И будут люди - страница 6

стр.

— Вот дай мне подрасти — тогда только меня и видели! — похвалялся брат.

— Куда же ты пойдешь? — спрашивала Таня. Ей и боязно было за брата, и в то же время ее разбирало любопытство.

— В Америку.

— Как же ты туда доберешься?

— А я на корабль поступлю. Мне только бы до Одессы добраться.

Лицо у брата становилось таким решительным, что сестра нисколько не сомневалась в том, что он так и сделает.

— Мама же по тебе плакать будет, — тоненьким голоском говорила Таня, и в носу у нее начинало щипать, и слезы навертывались на глаза. — Тебе ее не жалко, да?

Но Федько упрямо стоял на своем:

— Тебя бы вот так бить!

— А ты слушайся отца, он и не станет бить, — советовала сестра.

— Ай, что ты понимаешь в этом! — сердито отвечал брат и отворачивался, насупившись, от Тани.

Некоторое время они молчали. Потом Таня осторожно касалась братова плеча:

— Федь…

— Ну что?

— Ты ж хоть писать будешь?

Федько долго соображал что-то, пытаясь захватить пальцами босой ноги зеленую травинку. Наконец по-взрослому отвечал:

— Да буду писать, куда же от вас денешься. — И сразу же уточнял: — Тебе и маме, — потому что у него все еще болела спина, которую нахлестал отец. — Ты мне что-нибудь погрызть принеси, — просит Федько сестру, когда она собралась идти обедать.

— А ты?

— Я не пойду!

У брата снова обиженно начинают подергиваться губы, глаза прячутся под хмуро сведенными бровями.

За обедом все молчат, будто в семье кто-то умер. Отец сидит насупленный, мать подает на стол заплаканная, сестры притихли над своими тарелками, боясь дыхнуть. Сегодня и борщ не борщ, и саламата не саламата, и хлеб не лезет в горло.

Наконец отец не выдерживает.

— Зови этого изувера обедать, — обращается он к младшей дочери, хорошо зная, откуда пришла Таня, — да не беги так, не бойся, не обессилел после печеной картошки!

Федько волчонком входит в хату.

— Ты хоть лоб перекрести! — гремит отец, когда Федор прямо от порога идет к столу. Но голос его уже не дрожит от гнева, который в нем перегорел, сердце отца оттаяло, смягчилось, только он показывать не хочет, что ему уж и жалко своего неудачника сына.

Федько подрастал, наливался силой, как дикий бычок, и отец все чаще в отчаянии хватался за голову. У сына уже появился ломающийся басок, горячая верхняя губа покрылась темными усиками, а бог ему разума все не давал: каким озорником рос, таким и остался.

В четырнадцать лет он чуть-чуть не раскроил голову соседу — угодил ему из рогатки в лоб. У соседа шишка на лбу величиной в сливу, а у Федька спина, как пасхальное яйцо, разрисована.

— За что ты его? — допытывалась у брата Таня.

— А чего он над Миколою измывается! Ты видела, каких он ему тумаков дает?.. Я ему еще не так разобью лоб!

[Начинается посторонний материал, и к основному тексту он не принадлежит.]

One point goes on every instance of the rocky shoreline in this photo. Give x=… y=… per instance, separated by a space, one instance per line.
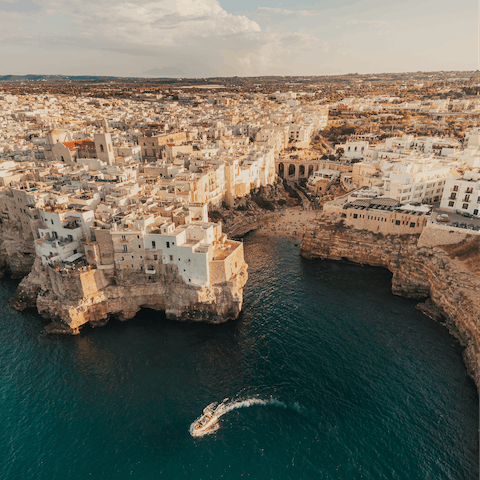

Таня молча смотрит на брата, сердцем она на его стороне. Сама не раз испуганно слушала, как отчаянно кричал Миколка, которого беспощадно порол разозлившийся дядька-сосед.

— И за что он его бьет?

— Потому как не родной, — поясняет Федько. — Вот он на нем и сгоняет злость… Да пускай еще раз попробует! Пускай только ударит!..

Пятнадцати лет Федько задумал поволочиться. Подмигивал соседке — солдатке Наталке, чтобы пустила к себе под одеяло погреться. Солдатка, молодая румяная бубличница, до слез хохотала над мальчишкой и послала молодого петушка к маме — попить еще молочка и набраться сил. Посрамленный Федько грубо обругал ее, за что и получил звонкую оплеуху от скорой на расправу бубличницы.

Но чертова Наталка этим не удовольствовалась. Встретив священника, скромненько надвинула на лоб головной платок, пригасила лукавые огоньки в глазах.

— Батюшка, разве ваш сынок дома не высыпается, что ко мне под бок стал проситься?

В тот день «разговор» с Федьком в кладовке продолжался свыше часа.

— В монастырь разбойника! — гремел отец. — На хлеб да на воду…

Федько отлеживался в бузине до позднего вечера.

— Больно? — сочувственно спрашивала Таня, и брат, к ее удивлению, на этот раз не прогонял ее от себя.

Поднялся, шевельнул широкими плечами, угрожающе бросил:

— Ну, отец, это вы последний раз по мне поездили! Больше не дамся вам, дудки!

— Что ты говоришь, дурной! — ужаснулась Таня.